Mind Games (Lock & Mori #2)

Lock’s question came next. “Did they hurt you?”

I tried to catch his eyes with mine, but he was too busy looking around my arms and legs for nonexistent injury. Would he be labeled the coconspirator, I wondered, or the idiot who believed the girl he liked? Either way, he was stained. No more cases from school friends. No more avenues in with the police. This one act might strip him of the future he wanted and I’d so easily dismissed.

“She’s bleeding,” Lock reported. And while he leaned over the front passenger seat to retrieve a small white box from the glove compartment, I looked down and found that he was right. Someone must have scratched my arm. They left trails of claw marks, two of which were a line of blood drops getting ready to drip down.

“Does she need the hospital?” Mycroft asked.

“Just a scratch,” I reassured his reflection in the rearview mirror, though I caught myself shivering. My thoughts still weren’t coming together well. “But I do need to go to the hospital. Alice isn’t answering her phone.”

“Sorry it took us so long to come get you,” Lock said. “I thought Mycroft’s car would be better than a cab.”

“How did you know to come over at all?”

Lock held gauze across my scratches, which instantly started to sting. “I couldn’t sleep, so I kept checking out the window to see if your house lights came on. I first saw the body at 5:45. It wasn’t there at 5:15. It was Constance Ross, yes? The woman who’d given a statement against you?”

I nodded. I must have been shivering again, because he held my hand still without taping the gauze down for a few seconds. I looked up at his eyes, which were bloodshot and glassy. “You didn’t sleep.”

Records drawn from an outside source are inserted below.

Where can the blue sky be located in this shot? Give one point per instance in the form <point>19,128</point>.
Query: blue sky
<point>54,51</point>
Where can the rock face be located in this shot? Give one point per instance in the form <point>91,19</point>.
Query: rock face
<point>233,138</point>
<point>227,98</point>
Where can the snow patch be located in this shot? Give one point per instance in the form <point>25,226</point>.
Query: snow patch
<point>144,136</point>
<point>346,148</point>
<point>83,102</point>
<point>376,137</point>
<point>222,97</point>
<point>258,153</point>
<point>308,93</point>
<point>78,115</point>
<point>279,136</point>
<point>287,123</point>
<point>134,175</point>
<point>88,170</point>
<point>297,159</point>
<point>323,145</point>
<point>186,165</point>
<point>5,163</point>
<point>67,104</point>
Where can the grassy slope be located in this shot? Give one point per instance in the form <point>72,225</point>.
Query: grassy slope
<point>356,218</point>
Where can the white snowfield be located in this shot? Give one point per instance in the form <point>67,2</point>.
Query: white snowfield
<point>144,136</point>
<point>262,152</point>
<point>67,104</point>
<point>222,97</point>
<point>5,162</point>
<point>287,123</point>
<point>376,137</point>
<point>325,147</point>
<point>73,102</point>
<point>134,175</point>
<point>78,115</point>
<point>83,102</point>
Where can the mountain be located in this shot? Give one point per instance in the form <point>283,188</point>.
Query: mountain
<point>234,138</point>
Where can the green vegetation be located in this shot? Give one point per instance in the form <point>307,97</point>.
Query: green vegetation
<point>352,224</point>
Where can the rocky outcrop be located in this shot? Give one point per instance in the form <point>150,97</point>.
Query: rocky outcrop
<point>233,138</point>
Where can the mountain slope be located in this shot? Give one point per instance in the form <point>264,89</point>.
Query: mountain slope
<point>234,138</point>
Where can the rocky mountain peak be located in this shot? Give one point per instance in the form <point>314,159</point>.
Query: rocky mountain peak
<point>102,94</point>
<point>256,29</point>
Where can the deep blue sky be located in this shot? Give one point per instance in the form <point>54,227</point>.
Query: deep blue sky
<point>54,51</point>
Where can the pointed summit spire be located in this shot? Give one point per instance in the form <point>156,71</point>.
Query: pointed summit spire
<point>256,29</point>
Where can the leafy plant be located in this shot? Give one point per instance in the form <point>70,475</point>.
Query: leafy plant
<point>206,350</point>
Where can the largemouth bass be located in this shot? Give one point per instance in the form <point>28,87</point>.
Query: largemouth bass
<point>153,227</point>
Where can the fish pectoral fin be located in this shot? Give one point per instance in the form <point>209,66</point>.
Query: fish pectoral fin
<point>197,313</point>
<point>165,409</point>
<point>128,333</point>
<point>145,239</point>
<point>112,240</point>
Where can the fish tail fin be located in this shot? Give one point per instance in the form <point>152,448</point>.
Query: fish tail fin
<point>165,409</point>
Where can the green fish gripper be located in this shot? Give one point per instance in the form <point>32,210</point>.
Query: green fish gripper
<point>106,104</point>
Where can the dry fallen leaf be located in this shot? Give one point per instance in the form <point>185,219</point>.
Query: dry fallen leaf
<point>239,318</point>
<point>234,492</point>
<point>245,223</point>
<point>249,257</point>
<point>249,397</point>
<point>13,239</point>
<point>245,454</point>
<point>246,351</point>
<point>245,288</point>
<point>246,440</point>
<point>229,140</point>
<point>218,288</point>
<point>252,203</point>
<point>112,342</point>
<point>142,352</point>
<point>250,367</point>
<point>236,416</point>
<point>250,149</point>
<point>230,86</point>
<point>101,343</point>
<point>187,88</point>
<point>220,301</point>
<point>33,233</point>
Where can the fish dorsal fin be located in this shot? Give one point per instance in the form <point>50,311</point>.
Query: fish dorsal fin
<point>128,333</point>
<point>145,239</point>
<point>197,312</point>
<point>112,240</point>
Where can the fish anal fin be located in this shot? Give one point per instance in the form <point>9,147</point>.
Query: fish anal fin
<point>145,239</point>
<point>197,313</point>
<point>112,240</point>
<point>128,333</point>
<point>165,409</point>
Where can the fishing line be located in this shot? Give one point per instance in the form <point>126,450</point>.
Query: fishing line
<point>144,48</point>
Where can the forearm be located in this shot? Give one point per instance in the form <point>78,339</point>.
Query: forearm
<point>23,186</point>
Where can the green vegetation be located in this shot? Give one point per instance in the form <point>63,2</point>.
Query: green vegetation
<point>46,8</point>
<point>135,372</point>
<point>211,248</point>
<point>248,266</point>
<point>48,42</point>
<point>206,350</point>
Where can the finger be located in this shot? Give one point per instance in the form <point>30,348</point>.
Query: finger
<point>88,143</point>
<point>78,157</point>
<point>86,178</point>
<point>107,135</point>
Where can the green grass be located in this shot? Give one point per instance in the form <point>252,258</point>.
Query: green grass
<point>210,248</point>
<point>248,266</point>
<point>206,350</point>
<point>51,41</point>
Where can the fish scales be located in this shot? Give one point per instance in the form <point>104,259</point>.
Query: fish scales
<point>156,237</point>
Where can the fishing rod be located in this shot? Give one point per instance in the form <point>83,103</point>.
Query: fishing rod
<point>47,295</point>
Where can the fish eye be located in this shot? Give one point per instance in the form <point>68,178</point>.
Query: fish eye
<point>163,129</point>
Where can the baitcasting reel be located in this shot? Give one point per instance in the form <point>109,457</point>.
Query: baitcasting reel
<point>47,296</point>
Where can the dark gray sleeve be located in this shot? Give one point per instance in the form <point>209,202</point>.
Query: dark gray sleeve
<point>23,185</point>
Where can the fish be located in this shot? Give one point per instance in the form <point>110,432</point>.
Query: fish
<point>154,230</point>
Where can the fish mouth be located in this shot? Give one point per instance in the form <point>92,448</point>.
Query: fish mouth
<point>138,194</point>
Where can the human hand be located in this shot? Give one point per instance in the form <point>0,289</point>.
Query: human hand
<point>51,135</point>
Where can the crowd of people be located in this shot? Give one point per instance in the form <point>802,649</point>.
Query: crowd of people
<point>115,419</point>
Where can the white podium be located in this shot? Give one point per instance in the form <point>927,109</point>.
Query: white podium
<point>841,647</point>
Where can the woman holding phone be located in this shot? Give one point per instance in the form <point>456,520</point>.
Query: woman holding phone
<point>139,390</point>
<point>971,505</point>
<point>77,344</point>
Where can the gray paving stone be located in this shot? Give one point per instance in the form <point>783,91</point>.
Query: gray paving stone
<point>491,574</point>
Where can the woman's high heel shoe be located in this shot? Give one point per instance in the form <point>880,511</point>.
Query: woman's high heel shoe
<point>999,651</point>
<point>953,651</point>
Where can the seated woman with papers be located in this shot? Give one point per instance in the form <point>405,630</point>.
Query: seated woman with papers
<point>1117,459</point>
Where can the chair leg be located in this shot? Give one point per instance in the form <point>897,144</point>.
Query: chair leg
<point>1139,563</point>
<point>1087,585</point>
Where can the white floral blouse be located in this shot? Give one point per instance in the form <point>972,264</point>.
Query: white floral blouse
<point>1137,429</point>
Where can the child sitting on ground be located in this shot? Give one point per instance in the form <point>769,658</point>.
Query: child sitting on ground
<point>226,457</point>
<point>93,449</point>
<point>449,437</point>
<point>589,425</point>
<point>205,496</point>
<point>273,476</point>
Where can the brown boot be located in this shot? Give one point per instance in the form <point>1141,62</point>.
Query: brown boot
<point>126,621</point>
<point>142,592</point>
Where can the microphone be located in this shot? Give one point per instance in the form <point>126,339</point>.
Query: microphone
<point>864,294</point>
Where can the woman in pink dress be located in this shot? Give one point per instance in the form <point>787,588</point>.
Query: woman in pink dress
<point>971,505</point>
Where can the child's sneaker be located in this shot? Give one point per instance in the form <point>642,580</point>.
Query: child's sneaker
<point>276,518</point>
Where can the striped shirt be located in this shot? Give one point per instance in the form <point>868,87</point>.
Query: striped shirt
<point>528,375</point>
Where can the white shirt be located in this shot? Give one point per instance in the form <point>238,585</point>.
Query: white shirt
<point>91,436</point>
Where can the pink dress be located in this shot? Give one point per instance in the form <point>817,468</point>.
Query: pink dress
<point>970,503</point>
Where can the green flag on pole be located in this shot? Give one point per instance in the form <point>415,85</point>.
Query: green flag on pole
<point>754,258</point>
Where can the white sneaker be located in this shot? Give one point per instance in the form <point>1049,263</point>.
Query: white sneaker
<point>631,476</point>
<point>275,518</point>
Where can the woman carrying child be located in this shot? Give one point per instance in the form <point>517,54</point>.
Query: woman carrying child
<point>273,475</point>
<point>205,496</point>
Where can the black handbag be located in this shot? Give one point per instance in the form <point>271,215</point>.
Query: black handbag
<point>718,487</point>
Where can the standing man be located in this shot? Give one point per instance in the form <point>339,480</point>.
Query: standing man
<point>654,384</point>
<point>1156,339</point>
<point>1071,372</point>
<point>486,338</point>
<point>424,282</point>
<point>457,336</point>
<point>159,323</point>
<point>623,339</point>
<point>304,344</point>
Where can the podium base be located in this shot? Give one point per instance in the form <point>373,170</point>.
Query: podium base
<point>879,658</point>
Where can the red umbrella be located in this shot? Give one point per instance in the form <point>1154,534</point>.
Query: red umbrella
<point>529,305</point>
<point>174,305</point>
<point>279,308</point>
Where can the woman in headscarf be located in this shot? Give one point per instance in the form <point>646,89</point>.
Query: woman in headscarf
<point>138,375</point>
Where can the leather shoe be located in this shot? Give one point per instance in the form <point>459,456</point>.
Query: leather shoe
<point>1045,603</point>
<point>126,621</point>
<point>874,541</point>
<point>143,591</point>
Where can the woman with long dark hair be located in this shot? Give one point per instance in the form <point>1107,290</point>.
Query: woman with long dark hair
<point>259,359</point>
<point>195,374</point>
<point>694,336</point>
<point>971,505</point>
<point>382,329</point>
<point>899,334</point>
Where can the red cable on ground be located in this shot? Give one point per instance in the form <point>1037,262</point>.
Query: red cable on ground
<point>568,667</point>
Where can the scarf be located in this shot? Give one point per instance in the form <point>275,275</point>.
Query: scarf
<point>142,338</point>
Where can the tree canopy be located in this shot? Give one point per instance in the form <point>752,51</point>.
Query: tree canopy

“I told you I wouldn’t.” He tilted his head a bit and lifted a brow—his way of asking if I was okay. I didn’t answer.

“I need to go to Alice. I don’t think her mobile’s on, and she needs to know what’s happened.”

“Alice knows,” Mycroft said. “I told her as soon as Sherlock called me.”

“And you can’t go to the hospital. The police will be waiting there for you.”

Really, it didn’t matter if they were there or not. All that mattered was getting Alice and my brothers out of town as soon as possible. I thought to plead my case with Mycroft, but he looked pensive as he turned down a side street to avoid the traffic ahead. And when he caught me watching him, he shook his head, as if he somehow already knew what I was about to say and had already decided against it. So, when he rolled to a stop at a light, I made my own decision.

“I’m out of here, then.” I grabbed for the door handle, but the locks engaged before I could open it.

“Just a minute,” Lock said, his eyes moving back and forth as he calculated something. “If I can just find the reason . . .”

“Unlock it,” I said to Mycroft, trying my best to be commanding. “Neither of you should be seen with me. It’ll only mean questions and rumors.” I pushed to unlock the door manually, but it locked again immediately.

Mycroft sounded playful when he ignored me and said, “Sherlock will put it together eventually.”

“Seriously. Let me out.”

“She knew something!” Lock cried. “Constance Ross knew something important.”

“Yes. She knew that I’d tossed the murder weapon.”

Sherlock waved his hand through the air, like he could bat away my words. “No. It had to be something more important than that. Something bigger. Her statement about you doesn’t matter, because the police already have the sword. They’ve already heard the accusation. There has to be something else she might say if she’s medicated. Something about the killer.”

“There he is,” Mycroft said. “And that means . . .”

“I’ve been an idiot!”

Mycroft smiled widely. “That’s true on more days than not, but I’ll listen.”

Lock’s eyes were calculating again, but they were brighter from his discovery. “You were right. This isn’t Lily Patel.”

The minute he said her name, some pieces started to come together for me. Pieces like a high-end boutique that sells costume jewelry and handbags—the kind of bags that Lily collected. Like magazines culled from the doctor’s office where her mother worked. Like a little red dot sitting in Regent’s Park while my blue dot danced around it, all while I’d been standing near Lily.

She hadn’t had the burner phone. And I’d seen myself the way the little blue dot moved off while Lily stood right next to me. But the phone could have been passed off to someone else right before we got there. “It can’t be her,” I said with less vigor.

I’ll help you, she’d said. But we weren’t friends. We’d never been friends. And what was that she’d said about a killer and a thief? Did her family have a killer too?

“What is it?” Lock asked. “You’re frowning.”